From The Guardian UK: http://www.guardian.co.uk/commentisfree/2013/feb/07/saudi-arabia-drones-media-concealment
The collective self-censorship over a US drone base in Saudi Arabia is but the latest act of government-subservient ‘journalism’
Glenn Greenwald
guardian.co.uk, Thursday 7 February 2013
The US media, over the last decade (at least), has repeatedly acted to conceal newsworthy information it obtains about the actions of the US government. In each instance, the self-proclaimed adversarial press corps conceals these facts at the behest of the US government, based on patently absurd claims that reporting them will harm US national security. In each instance, what this media concealment actually accomplishes is enabling the dissemination of significant government falsehoods without challenge, and permitting the continuation of government deceit and even illegality.
One of the most notorious examples was in mid-2004 when the New York Times discovered – thanks to a courageous DOJ whistleblower – that the Bush administration was eavesdropping on the electronic communications of Americans without the warrants required by the criminal law. But after George Bush summoned to the Oval Office the paper’s publisher (Arthur Sulzberger) and executive editor (Bill Keller) and directed them to conceal what they had learned, the NYT complied by sitting on the story for a-year-and-a-half: until late December, 2005, long after Bush had been safely re-elected. The “national security” excuse for this concealment was patently ludicrous from the start: everyone knew the US government was trying to eavesdrop on al-Qaida communications and this story merely revealed that they were doing so illegally (without warrants) rather than legally (with warrants).

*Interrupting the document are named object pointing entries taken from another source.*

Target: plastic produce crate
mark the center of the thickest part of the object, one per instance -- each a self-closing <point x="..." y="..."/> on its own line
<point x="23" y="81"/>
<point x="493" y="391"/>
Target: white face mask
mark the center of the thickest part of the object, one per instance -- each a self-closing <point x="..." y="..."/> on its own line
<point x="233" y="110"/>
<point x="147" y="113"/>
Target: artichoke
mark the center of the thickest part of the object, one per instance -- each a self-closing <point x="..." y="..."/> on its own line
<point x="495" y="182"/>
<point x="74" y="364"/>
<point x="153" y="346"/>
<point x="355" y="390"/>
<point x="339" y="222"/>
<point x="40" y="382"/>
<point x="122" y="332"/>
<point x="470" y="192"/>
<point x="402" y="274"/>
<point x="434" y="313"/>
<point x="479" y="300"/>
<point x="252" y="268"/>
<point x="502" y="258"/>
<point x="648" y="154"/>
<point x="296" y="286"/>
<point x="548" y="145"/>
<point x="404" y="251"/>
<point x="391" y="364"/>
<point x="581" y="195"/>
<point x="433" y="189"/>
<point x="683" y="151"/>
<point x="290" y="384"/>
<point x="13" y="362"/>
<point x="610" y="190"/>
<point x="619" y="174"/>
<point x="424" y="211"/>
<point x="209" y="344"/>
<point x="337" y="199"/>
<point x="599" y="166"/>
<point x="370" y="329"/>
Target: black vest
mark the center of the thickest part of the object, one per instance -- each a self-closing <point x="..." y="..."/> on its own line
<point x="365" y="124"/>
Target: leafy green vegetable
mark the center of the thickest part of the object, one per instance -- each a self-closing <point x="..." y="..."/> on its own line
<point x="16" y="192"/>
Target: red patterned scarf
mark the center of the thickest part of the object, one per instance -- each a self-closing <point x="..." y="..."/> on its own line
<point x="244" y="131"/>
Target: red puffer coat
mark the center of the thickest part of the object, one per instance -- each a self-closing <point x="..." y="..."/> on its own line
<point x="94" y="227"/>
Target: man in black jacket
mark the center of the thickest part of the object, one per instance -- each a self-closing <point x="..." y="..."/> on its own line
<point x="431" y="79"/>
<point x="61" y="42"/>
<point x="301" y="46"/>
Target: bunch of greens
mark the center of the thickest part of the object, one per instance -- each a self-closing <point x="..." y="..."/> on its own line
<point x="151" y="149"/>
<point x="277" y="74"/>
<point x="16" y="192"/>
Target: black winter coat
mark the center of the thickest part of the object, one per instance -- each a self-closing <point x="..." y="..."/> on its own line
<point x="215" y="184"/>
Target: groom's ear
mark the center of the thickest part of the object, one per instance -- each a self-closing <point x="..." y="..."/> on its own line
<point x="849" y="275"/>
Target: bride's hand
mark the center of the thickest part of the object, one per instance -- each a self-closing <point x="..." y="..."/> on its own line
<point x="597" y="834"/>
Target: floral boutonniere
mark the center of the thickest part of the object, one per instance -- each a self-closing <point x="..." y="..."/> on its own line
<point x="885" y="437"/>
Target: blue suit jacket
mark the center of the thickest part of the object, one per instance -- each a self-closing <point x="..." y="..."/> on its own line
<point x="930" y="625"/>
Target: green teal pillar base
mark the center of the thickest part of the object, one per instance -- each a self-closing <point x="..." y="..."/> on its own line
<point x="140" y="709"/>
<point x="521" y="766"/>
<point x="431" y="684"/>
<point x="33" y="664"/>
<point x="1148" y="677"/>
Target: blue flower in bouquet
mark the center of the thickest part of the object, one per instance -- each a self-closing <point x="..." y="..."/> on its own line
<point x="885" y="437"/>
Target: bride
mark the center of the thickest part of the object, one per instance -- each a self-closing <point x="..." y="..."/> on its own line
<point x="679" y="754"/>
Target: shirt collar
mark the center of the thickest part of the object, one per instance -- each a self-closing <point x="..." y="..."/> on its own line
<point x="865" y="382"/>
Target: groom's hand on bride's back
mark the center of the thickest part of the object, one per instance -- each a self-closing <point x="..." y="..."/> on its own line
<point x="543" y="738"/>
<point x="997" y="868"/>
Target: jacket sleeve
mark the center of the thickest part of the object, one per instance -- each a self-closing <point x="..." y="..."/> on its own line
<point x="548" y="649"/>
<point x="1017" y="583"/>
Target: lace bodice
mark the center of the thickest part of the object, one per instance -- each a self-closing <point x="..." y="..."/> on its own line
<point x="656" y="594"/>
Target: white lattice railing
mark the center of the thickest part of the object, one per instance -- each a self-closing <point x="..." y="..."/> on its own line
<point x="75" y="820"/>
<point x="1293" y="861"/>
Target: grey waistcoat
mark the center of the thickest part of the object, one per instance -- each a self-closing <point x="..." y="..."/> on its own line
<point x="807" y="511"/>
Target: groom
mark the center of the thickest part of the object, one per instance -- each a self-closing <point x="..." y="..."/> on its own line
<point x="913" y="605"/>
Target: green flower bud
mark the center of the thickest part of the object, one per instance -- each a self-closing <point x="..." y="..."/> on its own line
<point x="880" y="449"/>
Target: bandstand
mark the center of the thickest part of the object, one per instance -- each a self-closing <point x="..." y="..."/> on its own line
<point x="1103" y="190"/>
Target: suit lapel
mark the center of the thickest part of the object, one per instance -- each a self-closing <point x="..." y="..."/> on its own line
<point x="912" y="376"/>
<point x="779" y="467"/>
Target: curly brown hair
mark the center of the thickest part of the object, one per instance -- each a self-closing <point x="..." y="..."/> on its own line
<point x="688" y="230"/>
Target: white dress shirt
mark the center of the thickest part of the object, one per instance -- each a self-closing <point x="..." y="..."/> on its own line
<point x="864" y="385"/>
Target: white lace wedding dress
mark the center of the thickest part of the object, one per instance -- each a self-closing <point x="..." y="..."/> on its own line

By concealing the story for so long, the New York Times helped the Bush administration illegally spy on Americans.
The Washington Post’s Dana Priest, in a superb act of journalism, reported in 2005 that the CIA was maintaining a network of secret “black sites” where detainees were interrogated and abused beyond the monitoring scrutiny of human rights groups and even Congress. But the Post purposely concealed the identity of the countries serving as the locale of those secret prisons in order to enable the plainly illegal program to continue without bothersome disruptions: “the Washington Post is not publishing the names of the Eastern European countries involved in the covert program, at the request of senior US officials.”
In 2011, the New York Times along with numerous other US media outlets learned that the American arrested in Pakistan for having shot and killed two Pakistanis, Raymond Davis, was not – as President Obama falsely claimed – “our diplomat”, but was a CIA agent and former Blackwater contractor. Not only did the NYT conceal this fact, but it repeatedly and uncritically printed claims from Obama and other officials about Davis’ status which it knew to be false. It was only once the Guardian published the facts about Davis – that he was a CIA agent – did the Times tell the truth to its readers, admitting that the disclosure “pulled back the curtain on a web of covert American operations inside Pakistan, part of a secret war run by the CIA“.